U.G. : Parce que je voulais être sûr qu’ils étaient tous faux [rires]. Quand j’avais dix-sept ans et que j’étais assis dans cette grotte, j’avais encore une pulsion naturelle. J’ai découvert que quelque chose n’allait pas. Pourquoi ? Pourquoi devrais-je me renier ? Pourquoi condamner le sexe ? Je suis alors arrivé à un point où il n’était pas nécessaire que je nie le sexe. J’avais vingt et un ans, j’étais dans la Société Théosophique et il y avait des filles du monde entier. Elles étaient toutes coincées là à cause de la guerre. J’étais alors considéré comme un beau mec. Mais je ne suis pas allé à l’autre extrême. Ma question ne concernait pas le sexe. Je voulais savoir pourquoi le sexe était condamné dans la vie spirituelle.

J.K. : Je vois.

U.G. : Si le « désir » est une hormone, alors toute l’histoire de l’éthique et des règles religieuses est un échec.

J.K. : Oui.

U.G. : Un jour, je donnais une conférence en Inde, à la Société théosophique. Il se trouve qu’un prêtre catholique était assis là. Il s’est levé et m’a posé une question sur le célibat. Et je lui ai dit : « Si pour une raison quelconque vous voulez être libre du sexe, vous devez être libre de Dieu. Je ne sais pas pourquoi vous êtes dans ce célibat. Sortez Dieu de votre système et le sexe suivra automatiquement. Les deux proviennent de la même source. Pourquoi insister sur le fait que Dieu est si important ? Ne soyez pas si sérieux ! Tout est divin ».

J.K. : Il y a tant de malentendus et d’interprétations.

U.G. : Oui.

J.K. : Il y a par exemple beaucoup de malentendus concernant le karma et la réincarnation.
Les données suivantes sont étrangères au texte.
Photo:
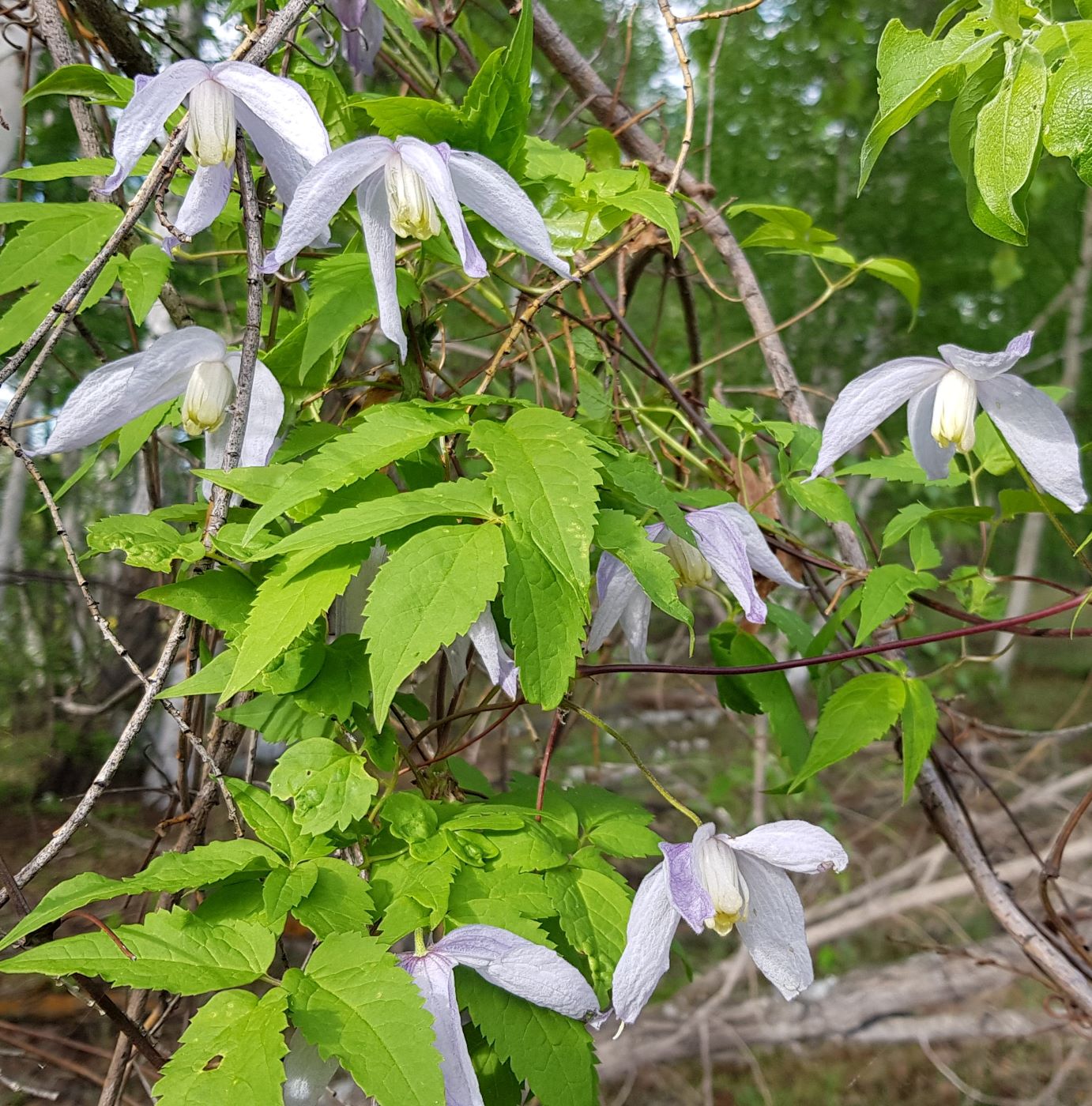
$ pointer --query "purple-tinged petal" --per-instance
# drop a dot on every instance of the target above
(864, 403)
(379, 243)
(760, 555)
(428, 162)
(141, 121)
(774, 929)
(984, 367)
(111, 396)
(687, 893)
(489, 191)
(934, 459)
(793, 844)
(1039, 434)
(646, 956)
(205, 199)
(322, 191)
(522, 968)
(721, 544)
(433, 973)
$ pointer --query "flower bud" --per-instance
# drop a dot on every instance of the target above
(212, 124)
(954, 412)
(208, 395)
(412, 213)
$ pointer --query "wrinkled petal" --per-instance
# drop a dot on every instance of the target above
(934, 459)
(307, 1074)
(763, 559)
(322, 191)
(111, 396)
(864, 403)
(721, 544)
(1039, 434)
(429, 164)
(489, 191)
(983, 367)
(379, 243)
(774, 931)
(687, 893)
(646, 956)
(436, 982)
(522, 968)
(143, 119)
(205, 199)
(491, 653)
(793, 844)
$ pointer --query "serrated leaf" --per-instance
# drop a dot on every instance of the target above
(329, 785)
(857, 715)
(171, 950)
(431, 589)
(354, 1003)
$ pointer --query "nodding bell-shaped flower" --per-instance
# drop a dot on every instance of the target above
(520, 967)
(278, 115)
(403, 190)
(943, 397)
(721, 882)
(729, 547)
(193, 363)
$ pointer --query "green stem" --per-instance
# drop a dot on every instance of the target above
(636, 760)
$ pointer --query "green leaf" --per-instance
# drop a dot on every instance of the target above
(552, 1052)
(382, 434)
(354, 1003)
(857, 713)
(329, 785)
(920, 719)
(431, 589)
(1007, 141)
(230, 1051)
(171, 950)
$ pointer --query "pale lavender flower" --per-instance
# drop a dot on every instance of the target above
(520, 967)
(718, 882)
(942, 397)
(403, 188)
(277, 113)
(729, 545)
(193, 363)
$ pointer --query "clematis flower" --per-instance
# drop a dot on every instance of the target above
(498, 665)
(193, 363)
(403, 188)
(718, 882)
(942, 397)
(522, 968)
(729, 547)
(277, 113)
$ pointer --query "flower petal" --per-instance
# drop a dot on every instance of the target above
(1039, 434)
(646, 956)
(141, 121)
(205, 199)
(433, 973)
(522, 968)
(489, 191)
(774, 931)
(378, 241)
(721, 542)
(322, 191)
(760, 555)
(431, 165)
(687, 893)
(111, 396)
(934, 458)
(864, 403)
(983, 367)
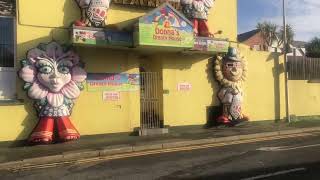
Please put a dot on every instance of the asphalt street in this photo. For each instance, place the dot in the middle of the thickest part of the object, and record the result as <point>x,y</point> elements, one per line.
<point>293,158</point>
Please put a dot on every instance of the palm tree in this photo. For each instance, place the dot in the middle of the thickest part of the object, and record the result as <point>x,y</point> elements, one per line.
<point>268,32</point>
<point>290,35</point>
<point>313,48</point>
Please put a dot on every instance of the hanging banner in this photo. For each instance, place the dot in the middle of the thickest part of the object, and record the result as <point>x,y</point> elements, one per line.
<point>165,27</point>
<point>113,82</point>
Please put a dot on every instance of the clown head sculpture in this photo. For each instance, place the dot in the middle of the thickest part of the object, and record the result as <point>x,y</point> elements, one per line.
<point>197,11</point>
<point>53,78</point>
<point>230,72</point>
<point>93,12</point>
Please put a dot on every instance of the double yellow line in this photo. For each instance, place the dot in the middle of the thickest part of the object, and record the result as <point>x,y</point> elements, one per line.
<point>160,151</point>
U.G. : Je me souviens que je n’avais que sept ans lorsque nous avons assisté au jubilé d’or de la Société théosophique. Et il y avait 3 000 délégués venus de partout dans le monde. Et la première fois que vous vous rencontrez, les gens se présentent et disent : « J’étais la reine Victoria dans ma vie antérieure, qui étiez-vous ? » ou « J’étais Alexandre le Grand dans ma vie antérieure », et j’ai découvert qu’il ne me restait plus aucun personnage historique. Il ne me restait plus aucun enseignant spirituel. Qu’est-ce que j’étais dans ma vie antérieure ? Qui suis-je ? Qu’est-ce que j’étais dans ma vie antérieure ? C’était terminé. Alors à partir de ce jour, j’ai abandonné toute croyance dans le karma et la réincarnation. L’Inde était bien sûr le fondement de tout cela. Ils traduisent toujours ces termes comme « karma et réincarnation » de façon complètement erronée. Il y a tellement de termes traduits et copiés sans savoir ce qu’ils signifient.
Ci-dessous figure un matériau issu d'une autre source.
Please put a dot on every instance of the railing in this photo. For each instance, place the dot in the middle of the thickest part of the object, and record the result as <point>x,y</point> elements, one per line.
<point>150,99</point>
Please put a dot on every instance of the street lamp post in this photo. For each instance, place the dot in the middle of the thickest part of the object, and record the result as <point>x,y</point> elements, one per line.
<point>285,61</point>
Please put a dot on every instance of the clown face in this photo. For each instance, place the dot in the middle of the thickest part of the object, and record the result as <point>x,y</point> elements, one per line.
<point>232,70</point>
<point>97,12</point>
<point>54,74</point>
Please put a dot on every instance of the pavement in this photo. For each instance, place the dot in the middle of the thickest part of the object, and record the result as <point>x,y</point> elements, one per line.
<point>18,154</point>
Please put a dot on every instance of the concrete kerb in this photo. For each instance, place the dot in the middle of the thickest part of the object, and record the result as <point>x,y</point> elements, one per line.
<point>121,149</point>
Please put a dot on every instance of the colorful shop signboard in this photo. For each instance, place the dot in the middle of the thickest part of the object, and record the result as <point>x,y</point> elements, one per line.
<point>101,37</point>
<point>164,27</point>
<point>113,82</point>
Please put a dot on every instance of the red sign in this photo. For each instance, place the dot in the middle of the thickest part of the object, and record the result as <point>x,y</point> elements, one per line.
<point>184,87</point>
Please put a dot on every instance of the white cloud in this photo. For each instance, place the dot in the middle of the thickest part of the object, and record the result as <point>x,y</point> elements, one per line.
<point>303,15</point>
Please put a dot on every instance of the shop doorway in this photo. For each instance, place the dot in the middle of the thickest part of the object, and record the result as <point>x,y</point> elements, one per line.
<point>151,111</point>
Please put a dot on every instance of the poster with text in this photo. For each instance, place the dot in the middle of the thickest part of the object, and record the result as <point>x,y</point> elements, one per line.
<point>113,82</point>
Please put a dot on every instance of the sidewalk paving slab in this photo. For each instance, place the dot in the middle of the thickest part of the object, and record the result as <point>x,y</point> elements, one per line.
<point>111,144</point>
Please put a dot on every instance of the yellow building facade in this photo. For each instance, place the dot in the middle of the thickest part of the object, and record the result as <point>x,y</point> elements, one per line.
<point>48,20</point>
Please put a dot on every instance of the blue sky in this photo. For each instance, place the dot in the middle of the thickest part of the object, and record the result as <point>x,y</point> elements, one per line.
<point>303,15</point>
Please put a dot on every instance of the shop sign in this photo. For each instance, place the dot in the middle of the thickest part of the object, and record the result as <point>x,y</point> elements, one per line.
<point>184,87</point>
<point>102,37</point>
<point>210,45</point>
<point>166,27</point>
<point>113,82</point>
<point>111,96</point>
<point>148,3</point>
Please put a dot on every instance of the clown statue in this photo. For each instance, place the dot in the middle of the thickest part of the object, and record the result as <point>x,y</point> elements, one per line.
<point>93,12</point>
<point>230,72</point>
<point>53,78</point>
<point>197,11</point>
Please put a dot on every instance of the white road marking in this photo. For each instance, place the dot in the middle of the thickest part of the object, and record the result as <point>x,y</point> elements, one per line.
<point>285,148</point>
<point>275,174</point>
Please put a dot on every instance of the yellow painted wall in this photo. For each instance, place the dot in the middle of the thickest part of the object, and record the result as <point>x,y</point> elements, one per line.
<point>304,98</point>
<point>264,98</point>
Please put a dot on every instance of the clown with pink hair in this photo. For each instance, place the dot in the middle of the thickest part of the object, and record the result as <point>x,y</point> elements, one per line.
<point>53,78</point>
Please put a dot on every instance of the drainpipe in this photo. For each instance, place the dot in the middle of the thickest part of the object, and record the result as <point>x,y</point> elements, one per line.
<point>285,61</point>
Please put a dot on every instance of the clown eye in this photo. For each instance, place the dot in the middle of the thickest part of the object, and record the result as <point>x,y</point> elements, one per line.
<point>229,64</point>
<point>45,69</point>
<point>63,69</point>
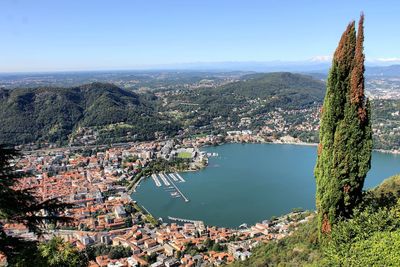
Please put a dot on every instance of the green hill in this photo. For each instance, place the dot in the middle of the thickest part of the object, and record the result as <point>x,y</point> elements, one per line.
<point>253,96</point>
<point>51,114</point>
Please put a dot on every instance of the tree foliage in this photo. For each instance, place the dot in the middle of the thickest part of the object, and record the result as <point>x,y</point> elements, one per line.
<point>344,152</point>
<point>20,206</point>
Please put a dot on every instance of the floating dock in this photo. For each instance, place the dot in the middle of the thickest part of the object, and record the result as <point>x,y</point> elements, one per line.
<point>173,177</point>
<point>155,179</point>
<point>180,177</point>
<point>164,179</point>
<point>178,191</point>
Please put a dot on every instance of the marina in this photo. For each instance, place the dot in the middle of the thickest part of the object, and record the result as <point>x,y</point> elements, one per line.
<point>164,179</point>
<point>155,179</point>
<point>248,184</point>
<point>169,184</point>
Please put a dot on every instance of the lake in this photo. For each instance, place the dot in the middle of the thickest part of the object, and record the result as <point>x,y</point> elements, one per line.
<point>248,183</point>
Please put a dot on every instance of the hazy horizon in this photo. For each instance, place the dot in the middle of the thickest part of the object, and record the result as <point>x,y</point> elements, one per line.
<point>47,36</point>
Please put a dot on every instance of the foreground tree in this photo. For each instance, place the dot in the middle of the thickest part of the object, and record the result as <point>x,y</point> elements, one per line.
<point>344,152</point>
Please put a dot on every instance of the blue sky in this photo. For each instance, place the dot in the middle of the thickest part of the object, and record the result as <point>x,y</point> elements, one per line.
<point>45,35</point>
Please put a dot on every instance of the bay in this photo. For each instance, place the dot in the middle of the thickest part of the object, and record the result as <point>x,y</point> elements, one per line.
<point>248,183</point>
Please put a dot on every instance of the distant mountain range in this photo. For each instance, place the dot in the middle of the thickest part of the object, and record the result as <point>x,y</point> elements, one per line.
<point>51,114</point>
<point>54,113</point>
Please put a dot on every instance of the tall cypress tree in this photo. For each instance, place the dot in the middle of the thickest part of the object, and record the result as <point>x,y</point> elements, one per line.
<point>344,152</point>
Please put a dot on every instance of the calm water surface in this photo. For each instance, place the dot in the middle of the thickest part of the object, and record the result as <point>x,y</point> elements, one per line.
<point>248,183</point>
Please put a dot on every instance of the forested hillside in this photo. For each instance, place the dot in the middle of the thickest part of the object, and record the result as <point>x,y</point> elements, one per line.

J.K. : Que voulez-vous dire ?

U.G. : Maya, dit-on, signifie « illusion ». Maya n’est pas une illusion. Le mot « maya » signifie « mesurer ». Donc, chaque fois que vous mesurez, il doit y avoir un point « ici » [pointant ses yeux]. Il y a donc une relation entre ce point et les choses que vous mesurez.

J.K. : Oh oui, absolument.

U.G. : C’est le fait de mesurer à partir de ce point qui crée l’illusion. Quand quelqu’un vient avec une arme pour vous tirer dessus, vous n’appelez pas ça une illusion.

J.K. : Oui.

U.G. : La façon dont ils ont essayé de traduire les choses est tellement drôle. Il n’y a pas de « karma » au sens habituel du terme. Tout n’est qu’une réponse à un stimulus. Mais la réponse et le stimulus ne peuvent pas être séparés. Il s’agit d’un mouvement unitaire.

J.K. : La loi de l’action et de la réaction.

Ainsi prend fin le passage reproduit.